SMKN 1 Pulau Tabuan Kekurangan Guru PNS dan Kesulitan Air Bersih

SMKN 1 Pulau Tabuan Kekurangan Guru PNS dan Kesulitan Air Bersih

--

RADARTANGGAMUS.CO.ID--Perkembangan dunia pendidikan di Kabupaten Tanggamus, Provinsi Lampung saat ini mengalami tantangan mulai dari sarana prasarana (Sarpras) hingga Sumber Daya Manusia (SDM).

Di Pulau Tabuan Kecamatan Cukuhbalak, Kabupaten Tanggamus, terdapat satuan pendidikan menengah atas yaitu Sekolah Menengah Kejuruan Negeri (SMKN) 1 Pulau Tabuan.

Secara geografis bangunan sekolah ini berada di seberang lautan, butuh waktu berjam-jam untuk sampai ke Pulau Tabuan dengan kapal motor dari dermaga Kota Agung.

SDM tenaga pendidik di SMKN 1 Pulau Tabuan bisa dikatakan masih minim. Sekolah yang menjadi satu-satunya SMK di pulau itu kini berada di titik nadir. Dengan jumlah siswa hanya 50 orang.

BACA JUGA:Lagi Gubernur Lampung Mirza Rolling Pejabat Eselon II

BACA JUGA:Jembatan Gantung Penghubung Pekon dan Sekolah Rusak Kakon Ingin Dibangun Permanen, Ini Alasannya

Adapun jumlah gurunya, terdiri dari 7 guru honorer, dan 2 tenaga kependidikan honorer yang semuanya tanpa status ASN, sekolah ini hanya memiliki satu-satunya ASN yaitu Plt Kepala Sekolah, M. Ruzabari, M.Pd.
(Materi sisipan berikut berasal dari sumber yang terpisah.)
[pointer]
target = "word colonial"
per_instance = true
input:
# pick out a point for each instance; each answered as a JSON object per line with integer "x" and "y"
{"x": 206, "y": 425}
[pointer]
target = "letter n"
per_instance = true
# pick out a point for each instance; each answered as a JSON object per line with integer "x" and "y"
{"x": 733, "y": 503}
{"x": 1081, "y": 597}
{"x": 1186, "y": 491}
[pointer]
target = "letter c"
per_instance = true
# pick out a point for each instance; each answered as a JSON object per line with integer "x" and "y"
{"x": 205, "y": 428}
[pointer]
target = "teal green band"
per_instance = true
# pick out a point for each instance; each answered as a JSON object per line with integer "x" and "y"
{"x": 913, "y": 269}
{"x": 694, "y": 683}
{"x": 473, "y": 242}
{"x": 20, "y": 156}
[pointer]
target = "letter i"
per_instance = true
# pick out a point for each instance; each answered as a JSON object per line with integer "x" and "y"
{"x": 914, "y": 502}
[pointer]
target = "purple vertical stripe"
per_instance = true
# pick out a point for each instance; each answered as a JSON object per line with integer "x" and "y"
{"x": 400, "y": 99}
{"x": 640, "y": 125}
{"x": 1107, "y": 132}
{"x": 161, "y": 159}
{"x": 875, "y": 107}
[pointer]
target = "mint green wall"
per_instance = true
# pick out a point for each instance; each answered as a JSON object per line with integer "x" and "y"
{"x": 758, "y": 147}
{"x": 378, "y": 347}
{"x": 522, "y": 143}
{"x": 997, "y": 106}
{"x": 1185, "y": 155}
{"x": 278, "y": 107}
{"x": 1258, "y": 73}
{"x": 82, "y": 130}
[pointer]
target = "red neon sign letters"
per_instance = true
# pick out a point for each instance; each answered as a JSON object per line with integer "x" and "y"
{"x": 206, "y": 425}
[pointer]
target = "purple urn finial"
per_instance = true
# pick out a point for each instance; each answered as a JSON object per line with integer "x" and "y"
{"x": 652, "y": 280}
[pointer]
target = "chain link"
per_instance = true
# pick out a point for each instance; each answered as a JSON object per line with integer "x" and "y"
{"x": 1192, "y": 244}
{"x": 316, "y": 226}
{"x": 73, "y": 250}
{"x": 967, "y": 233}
Namun, beban yang dipikul Ruzabari sungguh tidak masuk akal. Sejak Juni 2024 hingga kini, seluruh biaya operasional sekolah terpaksa dari kantong pribadinya.

Mulai dari penerbitan sertifikat tanah, izin operasional sekolah, pembayaran listrik PLN, hingga kewajiban pelaksanaan Asesmen Nasional Berbasis Komputer (ANBK) yang mengharuskan sekolah menyewa dan meminjam laptop semuanya dibiayai secara pribadi.

Lebih memilukan lagi, SMKN 1 Pulau Tabuan tidak memiliki sumber air bersih. Para siswa dan guru harus berjalan ratusan meter menuju hulu untuk mendapatkan air. Satu-satunya sumur bor yang dulu digunakan kini rusak karena mesinnya tak lagi berfungsi. Akibatnya, kegiatan belajar-mengajar pun sering terkendala.

“Sudah satu tahun kami bertahan dengan dana pribadi. Kami tidak pernah mendapatkan kucuran dana BOS maupun bantuan dari pemerintah. Tahun ini, terpaksa kami bermusyawarah dengan orang tua siswa agar membantu dengan iuran Rp75 ribu per bulan untuk satu anak,",ujar Ruzabari, Jumat (29/8/2025).

Namun iuran itu tentu bukan solusi jangka panjang. Mayoritas orang tua siswa hanyalah nelayan kecil, yang pendapatannya sangat bergantung pada hasil laut.

Bagi mereka, uang Rp75 ribu per bulan sudah cukup memberatkan. Sementara itu, sekolah terus berjalan dalam kondisi seadanya. Dengan penuh kepedihan, Ruzabari berharap pemerintah segera turun tangan.

“Kami mohon pemerintah memperhatikan kami yang jauh dari kota. Kirimkan guru ASN, baik PNS maupun P3K, atau paling tidak guru yang sudah bersertifikat. Jangan biarkan sekolah ini terus hidup dalam ketidaklayakan,” tegasnya.